The Joseph Rowntree Foundation (JRF), a charity that funds UK wide research and development, have called for ‘urgent and fundamental reform’ of the housing market following what they call a ‘failure of policy-makers to learn the lessons from previous boom and bust cycles’.  The UK, which has one of the most volatile housing markets in the world, has been subjected to four boom and bust cycles since the 70s with house prices increasing by 250 per cent between 1994 and 2008. These cycles serve to distort housing choices, ultimately drive up arrears and repossession rates and inhibit house building.
The JRF Housing Market Taskforce, convened in 2009, has recommended policy options that would, when put together, help create a more stable housing market, protecting home owners and affording more buyers the ability to get onto the property ladder.
Some of the recommendations include:
Increased supply of housing
Reform of Stamp Duty and Council Tax
Whilst supply is key to managing the volatility of house prices the scale of any increase means that this, on its own, will not reduce the volatility in the housing market.

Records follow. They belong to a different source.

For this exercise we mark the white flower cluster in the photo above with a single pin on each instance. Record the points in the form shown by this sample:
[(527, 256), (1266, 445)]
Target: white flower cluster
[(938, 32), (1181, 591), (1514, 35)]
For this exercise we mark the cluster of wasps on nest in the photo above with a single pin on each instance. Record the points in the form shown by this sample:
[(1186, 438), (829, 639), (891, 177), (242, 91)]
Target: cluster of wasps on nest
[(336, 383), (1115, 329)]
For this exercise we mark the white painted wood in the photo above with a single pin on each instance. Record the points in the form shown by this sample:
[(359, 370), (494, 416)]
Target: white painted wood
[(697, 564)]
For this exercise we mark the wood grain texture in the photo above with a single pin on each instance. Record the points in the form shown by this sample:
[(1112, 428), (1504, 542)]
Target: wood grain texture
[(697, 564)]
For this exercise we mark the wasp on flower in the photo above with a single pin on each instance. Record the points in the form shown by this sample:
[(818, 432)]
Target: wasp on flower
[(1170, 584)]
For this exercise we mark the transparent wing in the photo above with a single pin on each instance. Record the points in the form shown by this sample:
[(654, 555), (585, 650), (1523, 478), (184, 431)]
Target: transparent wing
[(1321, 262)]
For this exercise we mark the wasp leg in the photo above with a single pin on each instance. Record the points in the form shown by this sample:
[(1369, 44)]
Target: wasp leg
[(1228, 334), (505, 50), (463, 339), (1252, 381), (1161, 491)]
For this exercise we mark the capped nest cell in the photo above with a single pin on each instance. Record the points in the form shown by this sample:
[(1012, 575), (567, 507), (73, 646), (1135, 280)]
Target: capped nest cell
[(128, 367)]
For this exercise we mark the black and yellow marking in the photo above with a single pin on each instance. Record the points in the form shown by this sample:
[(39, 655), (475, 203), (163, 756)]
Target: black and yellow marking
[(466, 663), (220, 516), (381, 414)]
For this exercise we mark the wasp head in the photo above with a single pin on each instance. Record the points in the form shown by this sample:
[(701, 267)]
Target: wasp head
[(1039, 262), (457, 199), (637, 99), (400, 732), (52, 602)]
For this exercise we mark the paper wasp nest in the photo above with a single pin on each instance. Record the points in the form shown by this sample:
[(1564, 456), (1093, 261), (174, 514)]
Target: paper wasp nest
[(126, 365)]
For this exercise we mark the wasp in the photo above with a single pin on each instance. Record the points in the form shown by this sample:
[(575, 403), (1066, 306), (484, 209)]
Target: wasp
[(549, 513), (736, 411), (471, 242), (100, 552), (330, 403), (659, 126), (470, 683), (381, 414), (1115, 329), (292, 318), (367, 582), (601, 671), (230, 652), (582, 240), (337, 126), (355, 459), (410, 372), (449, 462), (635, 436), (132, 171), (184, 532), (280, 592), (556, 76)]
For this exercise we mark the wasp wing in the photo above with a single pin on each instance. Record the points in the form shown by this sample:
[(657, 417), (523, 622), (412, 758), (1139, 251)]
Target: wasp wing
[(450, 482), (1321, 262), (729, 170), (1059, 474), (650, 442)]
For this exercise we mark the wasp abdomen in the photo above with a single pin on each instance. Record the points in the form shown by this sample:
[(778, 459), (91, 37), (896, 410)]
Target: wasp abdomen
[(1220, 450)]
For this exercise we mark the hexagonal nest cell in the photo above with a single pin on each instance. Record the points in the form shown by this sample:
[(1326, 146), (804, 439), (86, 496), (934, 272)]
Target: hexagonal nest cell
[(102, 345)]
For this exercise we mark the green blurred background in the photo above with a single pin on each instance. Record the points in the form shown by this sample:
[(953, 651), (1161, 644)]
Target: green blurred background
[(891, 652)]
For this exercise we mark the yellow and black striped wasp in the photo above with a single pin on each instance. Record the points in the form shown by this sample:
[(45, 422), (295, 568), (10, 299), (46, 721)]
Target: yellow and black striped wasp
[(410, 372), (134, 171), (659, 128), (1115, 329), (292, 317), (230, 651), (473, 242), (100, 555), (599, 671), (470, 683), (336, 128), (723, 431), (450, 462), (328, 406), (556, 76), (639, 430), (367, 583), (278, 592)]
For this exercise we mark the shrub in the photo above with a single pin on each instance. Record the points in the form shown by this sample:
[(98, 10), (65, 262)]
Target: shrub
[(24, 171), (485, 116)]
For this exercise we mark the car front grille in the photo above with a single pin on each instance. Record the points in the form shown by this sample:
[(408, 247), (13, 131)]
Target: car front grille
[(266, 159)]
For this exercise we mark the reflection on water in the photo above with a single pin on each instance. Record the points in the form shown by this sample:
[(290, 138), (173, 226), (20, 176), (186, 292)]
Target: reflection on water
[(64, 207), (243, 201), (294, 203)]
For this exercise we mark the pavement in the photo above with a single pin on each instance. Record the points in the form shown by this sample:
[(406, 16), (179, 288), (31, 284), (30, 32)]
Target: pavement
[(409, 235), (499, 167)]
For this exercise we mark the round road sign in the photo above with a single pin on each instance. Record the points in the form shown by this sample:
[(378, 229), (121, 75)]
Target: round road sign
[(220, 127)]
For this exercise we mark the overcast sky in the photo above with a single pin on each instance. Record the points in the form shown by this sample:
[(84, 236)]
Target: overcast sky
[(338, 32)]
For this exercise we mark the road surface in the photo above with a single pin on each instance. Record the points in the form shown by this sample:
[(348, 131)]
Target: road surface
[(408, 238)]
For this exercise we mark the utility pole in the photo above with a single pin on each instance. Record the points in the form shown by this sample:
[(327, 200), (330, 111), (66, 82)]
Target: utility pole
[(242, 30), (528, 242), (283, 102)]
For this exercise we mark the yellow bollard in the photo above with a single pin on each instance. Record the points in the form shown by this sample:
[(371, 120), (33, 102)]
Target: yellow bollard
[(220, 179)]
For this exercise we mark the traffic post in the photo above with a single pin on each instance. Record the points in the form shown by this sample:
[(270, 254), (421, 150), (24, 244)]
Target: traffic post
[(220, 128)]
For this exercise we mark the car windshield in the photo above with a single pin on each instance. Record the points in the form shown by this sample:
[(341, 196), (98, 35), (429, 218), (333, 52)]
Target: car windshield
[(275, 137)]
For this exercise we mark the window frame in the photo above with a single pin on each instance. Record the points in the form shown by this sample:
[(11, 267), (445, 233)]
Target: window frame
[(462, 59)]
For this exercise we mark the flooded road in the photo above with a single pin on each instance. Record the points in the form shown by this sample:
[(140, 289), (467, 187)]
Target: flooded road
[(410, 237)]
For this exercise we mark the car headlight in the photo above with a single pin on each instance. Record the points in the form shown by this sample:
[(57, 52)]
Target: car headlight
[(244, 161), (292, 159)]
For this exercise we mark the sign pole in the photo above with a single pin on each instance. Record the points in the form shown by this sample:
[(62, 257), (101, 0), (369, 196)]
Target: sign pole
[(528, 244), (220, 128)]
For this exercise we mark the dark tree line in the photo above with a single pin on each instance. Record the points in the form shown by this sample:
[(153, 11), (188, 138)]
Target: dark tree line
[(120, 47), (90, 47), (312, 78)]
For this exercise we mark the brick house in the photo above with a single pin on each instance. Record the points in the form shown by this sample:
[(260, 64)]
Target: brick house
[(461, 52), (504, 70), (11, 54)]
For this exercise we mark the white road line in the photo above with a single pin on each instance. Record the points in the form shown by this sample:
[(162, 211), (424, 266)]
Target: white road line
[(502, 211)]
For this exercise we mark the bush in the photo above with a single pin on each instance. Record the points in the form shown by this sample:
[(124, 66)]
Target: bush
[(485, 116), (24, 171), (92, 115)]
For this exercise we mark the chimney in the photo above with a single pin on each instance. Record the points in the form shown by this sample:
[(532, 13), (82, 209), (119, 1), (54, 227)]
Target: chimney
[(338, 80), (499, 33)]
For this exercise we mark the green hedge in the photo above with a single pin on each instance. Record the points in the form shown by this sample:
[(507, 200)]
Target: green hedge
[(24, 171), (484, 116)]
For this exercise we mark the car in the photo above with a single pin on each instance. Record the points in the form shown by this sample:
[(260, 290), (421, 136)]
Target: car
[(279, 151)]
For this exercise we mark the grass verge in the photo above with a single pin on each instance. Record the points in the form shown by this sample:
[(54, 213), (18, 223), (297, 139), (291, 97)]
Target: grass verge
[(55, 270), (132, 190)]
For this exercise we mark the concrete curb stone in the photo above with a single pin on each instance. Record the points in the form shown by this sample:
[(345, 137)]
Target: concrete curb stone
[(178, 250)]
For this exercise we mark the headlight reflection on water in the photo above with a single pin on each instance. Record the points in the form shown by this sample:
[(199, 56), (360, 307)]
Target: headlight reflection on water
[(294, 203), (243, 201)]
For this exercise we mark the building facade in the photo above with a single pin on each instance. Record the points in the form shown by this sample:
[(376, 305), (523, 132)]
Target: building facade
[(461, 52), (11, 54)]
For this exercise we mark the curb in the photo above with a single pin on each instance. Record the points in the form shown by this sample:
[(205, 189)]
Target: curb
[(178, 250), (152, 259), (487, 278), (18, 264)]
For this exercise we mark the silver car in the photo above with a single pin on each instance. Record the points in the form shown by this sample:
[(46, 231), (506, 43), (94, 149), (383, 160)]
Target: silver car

Both Stamp Duty and Council Tax could go some way to helping reduce volatility in the short term and the Taskforce believe that this should be linked to property values.
In the three decades since 1980 some 840,000 households have undergone repossession proceedings as a result of their failure, for whatever reason, to make repayments.  With the increased threat of redundancies this figure will ultimately increase, leading the Taskforce to request improvement on the current system of safety nets.